Colette est une retraitée installée à Noailles. Elle vit à Marseille depuis 15 ans, après une vie de couturière entre la Loire et Paris, à la grande époque de la bonnèterie française. Le 1er octobre, elle ne se souvient plus vraiment où elle était, mais elle sait que son mari avait prévu d’aller chercher un ami à la gare. Il n’a pas pu passer les barrages de police positionnés en bas des marches de l’escalier de Saint-Charles, deux cousines de 20 et 21 ans venaient d’être égorgées. Un acte revendiqué dans une vidéo par l’auteur de cette attaque qui été abattu par les militaires présents dans la gare. Cette attaque, qualifiée de terroriste, l’a marquée, mais n’a pas changé son quotidien. Pour Colette, la menace terroriste a toujours été présente, même si notre conscience nous pousse parfois pour se défendre, à l’oublier. Entretien au fil des rues de Marseille, de Noailles à la gare Saint Charles.
Colette, que signifie le mot « terrorisme » pour vous ?
Frapper les gens en leur faisant peur.
Ce qui s’est passé en octobre à Marseille, était-ce un acte de terrorisme ?
Je n’arrive pas à déterminer dans toute cette mouvance les terroristes, des gens malades qui agissent par folie. Bien sûr, il a dû être influencé. C’est en partie un acte terroriste, un acte guerrier, d’extermination, oui.
Nos pas nous ont portées de la rue tranquille et fleurie où elle réside vers le marché de la place des Capucins, très animé en ce milieu de matinée.

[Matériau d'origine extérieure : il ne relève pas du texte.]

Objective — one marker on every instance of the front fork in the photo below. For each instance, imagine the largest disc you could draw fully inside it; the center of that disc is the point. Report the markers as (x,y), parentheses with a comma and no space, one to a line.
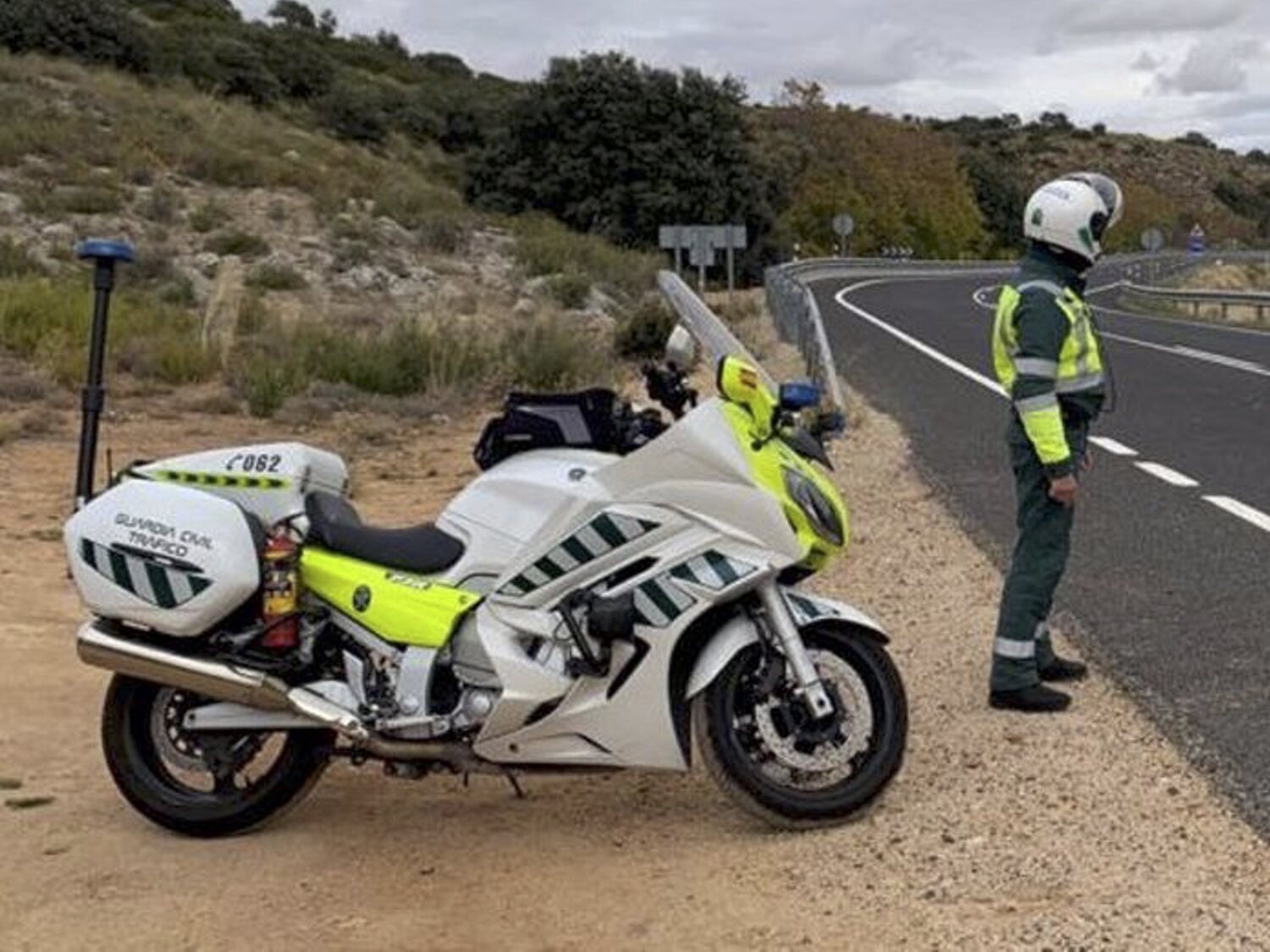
(784,629)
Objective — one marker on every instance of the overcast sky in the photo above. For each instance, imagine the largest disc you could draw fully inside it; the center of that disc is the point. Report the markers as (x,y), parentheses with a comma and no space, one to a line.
(1157,66)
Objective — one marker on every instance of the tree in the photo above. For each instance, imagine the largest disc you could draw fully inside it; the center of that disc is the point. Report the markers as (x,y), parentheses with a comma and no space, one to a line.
(1196,139)
(1054,122)
(93,30)
(615,147)
(291,13)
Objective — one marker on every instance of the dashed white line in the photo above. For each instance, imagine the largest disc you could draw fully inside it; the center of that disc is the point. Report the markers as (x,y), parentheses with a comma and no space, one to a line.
(841,297)
(1162,472)
(1171,476)
(1113,446)
(1236,362)
(1242,510)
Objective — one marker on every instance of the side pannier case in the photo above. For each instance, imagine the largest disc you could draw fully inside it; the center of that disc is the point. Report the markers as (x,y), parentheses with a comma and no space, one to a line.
(269,480)
(167,558)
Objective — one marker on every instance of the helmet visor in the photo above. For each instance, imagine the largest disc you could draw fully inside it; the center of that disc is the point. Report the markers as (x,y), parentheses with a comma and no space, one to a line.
(1110,193)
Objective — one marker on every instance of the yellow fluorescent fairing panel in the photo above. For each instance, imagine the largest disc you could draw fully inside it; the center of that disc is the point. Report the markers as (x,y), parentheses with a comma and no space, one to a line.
(749,410)
(399,607)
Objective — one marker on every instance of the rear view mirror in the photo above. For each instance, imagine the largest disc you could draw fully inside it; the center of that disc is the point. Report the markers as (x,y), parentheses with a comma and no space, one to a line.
(681,349)
(799,395)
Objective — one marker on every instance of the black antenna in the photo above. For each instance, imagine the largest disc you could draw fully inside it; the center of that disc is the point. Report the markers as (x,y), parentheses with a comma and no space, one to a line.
(104,256)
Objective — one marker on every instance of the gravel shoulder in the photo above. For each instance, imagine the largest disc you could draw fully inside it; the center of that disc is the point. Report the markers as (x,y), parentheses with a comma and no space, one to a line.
(1074,832)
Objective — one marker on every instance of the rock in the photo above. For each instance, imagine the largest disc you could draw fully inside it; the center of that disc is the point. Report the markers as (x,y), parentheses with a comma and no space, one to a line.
(390,233)
(207,263)
(363,277)
(599,301)
(27,802)
(58,233)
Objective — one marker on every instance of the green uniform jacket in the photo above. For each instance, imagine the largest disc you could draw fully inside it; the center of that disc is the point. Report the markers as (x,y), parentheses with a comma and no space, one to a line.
(1041,330)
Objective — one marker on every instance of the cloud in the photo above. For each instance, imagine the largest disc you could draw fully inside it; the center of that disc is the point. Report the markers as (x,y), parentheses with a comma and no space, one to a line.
(1095,17)
(1212,65)
(1146,63)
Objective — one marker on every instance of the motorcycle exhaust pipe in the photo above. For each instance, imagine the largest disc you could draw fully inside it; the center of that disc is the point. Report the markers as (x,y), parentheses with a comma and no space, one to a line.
(246,685)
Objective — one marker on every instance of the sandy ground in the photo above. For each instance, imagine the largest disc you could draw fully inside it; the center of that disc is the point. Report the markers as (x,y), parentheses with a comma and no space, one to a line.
(1085,830)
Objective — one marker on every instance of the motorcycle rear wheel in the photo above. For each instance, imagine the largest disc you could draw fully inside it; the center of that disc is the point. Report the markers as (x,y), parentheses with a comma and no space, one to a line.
(810,776)
(168,774)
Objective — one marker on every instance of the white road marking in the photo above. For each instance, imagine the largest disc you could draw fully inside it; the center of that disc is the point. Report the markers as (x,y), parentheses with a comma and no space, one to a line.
(1100,289)
(980,292)
(1183,322)
(1242,510)
(1113,446)
(841,297)
(1171,476)
(1236,362)
(1162,472)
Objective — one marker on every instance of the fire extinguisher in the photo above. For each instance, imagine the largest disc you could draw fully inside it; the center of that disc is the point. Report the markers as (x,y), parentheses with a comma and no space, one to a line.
(281,591)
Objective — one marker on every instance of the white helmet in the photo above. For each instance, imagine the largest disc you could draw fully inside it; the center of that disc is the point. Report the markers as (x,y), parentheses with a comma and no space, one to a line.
(1074,212)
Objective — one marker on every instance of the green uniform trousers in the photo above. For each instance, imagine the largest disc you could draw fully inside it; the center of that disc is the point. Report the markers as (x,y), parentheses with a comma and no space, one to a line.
(1023,641)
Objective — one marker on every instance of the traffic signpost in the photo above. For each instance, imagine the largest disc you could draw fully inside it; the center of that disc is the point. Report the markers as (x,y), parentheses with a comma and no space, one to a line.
(701,243)
(842,226)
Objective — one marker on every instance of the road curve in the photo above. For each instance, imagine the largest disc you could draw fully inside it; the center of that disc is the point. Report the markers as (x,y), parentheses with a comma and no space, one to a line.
(1170,579)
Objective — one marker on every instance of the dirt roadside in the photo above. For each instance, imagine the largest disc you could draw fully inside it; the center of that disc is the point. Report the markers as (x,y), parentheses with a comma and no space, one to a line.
(1086,830)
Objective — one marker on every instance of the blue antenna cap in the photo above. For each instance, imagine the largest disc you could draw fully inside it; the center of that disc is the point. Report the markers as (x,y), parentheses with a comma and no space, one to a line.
(99,250)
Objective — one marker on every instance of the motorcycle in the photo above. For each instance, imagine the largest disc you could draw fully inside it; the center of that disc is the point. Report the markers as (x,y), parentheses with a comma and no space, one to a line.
(607,592)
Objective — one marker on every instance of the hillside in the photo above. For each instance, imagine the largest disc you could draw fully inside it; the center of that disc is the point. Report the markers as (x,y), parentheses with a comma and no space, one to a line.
(1168,184)
(277,261)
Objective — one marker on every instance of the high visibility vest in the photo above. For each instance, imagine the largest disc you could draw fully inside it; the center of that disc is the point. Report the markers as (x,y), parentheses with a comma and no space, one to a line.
(1077,370)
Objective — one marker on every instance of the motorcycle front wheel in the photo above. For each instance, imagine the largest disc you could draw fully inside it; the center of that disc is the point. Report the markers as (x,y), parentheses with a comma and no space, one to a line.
(766,751)
(202,784)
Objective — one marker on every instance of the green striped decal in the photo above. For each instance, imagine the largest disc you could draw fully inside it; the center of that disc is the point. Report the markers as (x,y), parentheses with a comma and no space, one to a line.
(713,570)
(220,480)
(146,578)
(601,536)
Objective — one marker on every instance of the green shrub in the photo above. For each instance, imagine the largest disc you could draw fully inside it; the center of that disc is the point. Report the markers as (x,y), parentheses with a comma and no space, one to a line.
(271,276)
(236,243)
(264,382)
(47,322)
(444,231)
(545,246)
(553,353)
(569,289)
(210,215)
(162,205)
(643,333)
(15,261)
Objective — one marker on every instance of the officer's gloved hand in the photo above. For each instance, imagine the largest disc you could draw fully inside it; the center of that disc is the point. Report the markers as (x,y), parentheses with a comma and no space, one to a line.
(1063,490)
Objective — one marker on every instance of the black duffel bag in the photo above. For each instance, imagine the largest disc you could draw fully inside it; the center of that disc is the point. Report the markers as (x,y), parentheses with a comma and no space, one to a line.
(583,421)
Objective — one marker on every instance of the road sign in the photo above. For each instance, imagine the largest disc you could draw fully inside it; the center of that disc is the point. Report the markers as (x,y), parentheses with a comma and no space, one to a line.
(1152,240)
(1195,243)
(701,241)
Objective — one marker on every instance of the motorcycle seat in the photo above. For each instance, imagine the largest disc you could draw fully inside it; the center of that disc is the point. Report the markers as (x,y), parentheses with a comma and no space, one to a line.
(334,525)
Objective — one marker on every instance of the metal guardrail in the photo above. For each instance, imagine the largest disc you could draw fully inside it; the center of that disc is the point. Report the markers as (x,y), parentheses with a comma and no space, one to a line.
(798,317)
(705,325)
(1196,297)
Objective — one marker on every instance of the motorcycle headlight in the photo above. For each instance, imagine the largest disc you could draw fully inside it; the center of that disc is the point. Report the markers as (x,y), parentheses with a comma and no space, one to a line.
(817,507)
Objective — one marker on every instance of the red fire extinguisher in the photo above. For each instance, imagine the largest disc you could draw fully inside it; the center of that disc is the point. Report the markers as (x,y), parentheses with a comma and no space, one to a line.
(281,591)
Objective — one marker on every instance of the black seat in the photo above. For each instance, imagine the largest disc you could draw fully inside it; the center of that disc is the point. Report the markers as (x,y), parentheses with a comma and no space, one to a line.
(337,526)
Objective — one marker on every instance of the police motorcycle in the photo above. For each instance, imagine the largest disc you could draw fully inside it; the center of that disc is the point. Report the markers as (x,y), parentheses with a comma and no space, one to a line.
(610,593)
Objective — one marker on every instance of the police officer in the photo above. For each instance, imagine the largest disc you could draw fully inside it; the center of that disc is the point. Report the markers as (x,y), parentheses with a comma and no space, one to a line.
(1049,360)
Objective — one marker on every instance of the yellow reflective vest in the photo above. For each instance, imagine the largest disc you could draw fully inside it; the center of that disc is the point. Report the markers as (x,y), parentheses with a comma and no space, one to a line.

Carrefour des saveurs, le marché fonde l’identité de ce quartier cosmopolite où l’étal du poissonnier rencontre celui du primeur, du vendeurs d’olives ou de melaouies (crêpes marocaines).
Cette attaque a‑t-elle eu une influence sur vous au quotidien, vos comportements, vos déplacements dans Marseille ?
Non, je ne suis pas plus inquiète. Ca ne change rien, je n’ai pas de contrainte particulière. Dans les grands magasins j’ouvre mon sac. Finalement, j’ai toujours vécu ça. Dans les années 1970 à Paris c’était la même ambiance.
Avons-nous oublié que la France a déjà été visée par des séries d’attentats ?
Oui, c’est certain. Il y a eu l’OAS quand j’étais petite, l’OLP des Palestiniens, le FIS en Algérie, et dans les métros des hommes en armes. Ca ne me rassurait pas du tout d’ailleurs. Je me disais : tu vas finir par te prendre une balle aussi. Mais à Noailles, je ne me sens pas tellement visée. Je vis dans un quartier qui a toujours été mixte. Je ne me sens pas plus menacée aujourd’hui, mais je ne tolère plus certaines pratiques.
Les attaques visant la France depuis 2015 ont influencé notre manière de vivre ensemble selon vous ?
Je ne crois pas. Personnellement, j’étais déjà contre le foulard. Aujourd’hui, je ne supporte plus. Ca m’agresse en tant que femme française et féministe. Cela dit, j’ai vu un changement dans les pratiques religieuses. A mon arrivée, les commerçants ne fermaient pas leur boutique le vendredi. Aujourd’hui, ils ferment pratiquement tous.
Ces attaques ont-elles fait émerger un problème provenant des Français musulmans ? Pensez-vous comme certains politiques l’affirment, Manuel Valls notamment, qu’il y a un problème avec les Musulmans en France ?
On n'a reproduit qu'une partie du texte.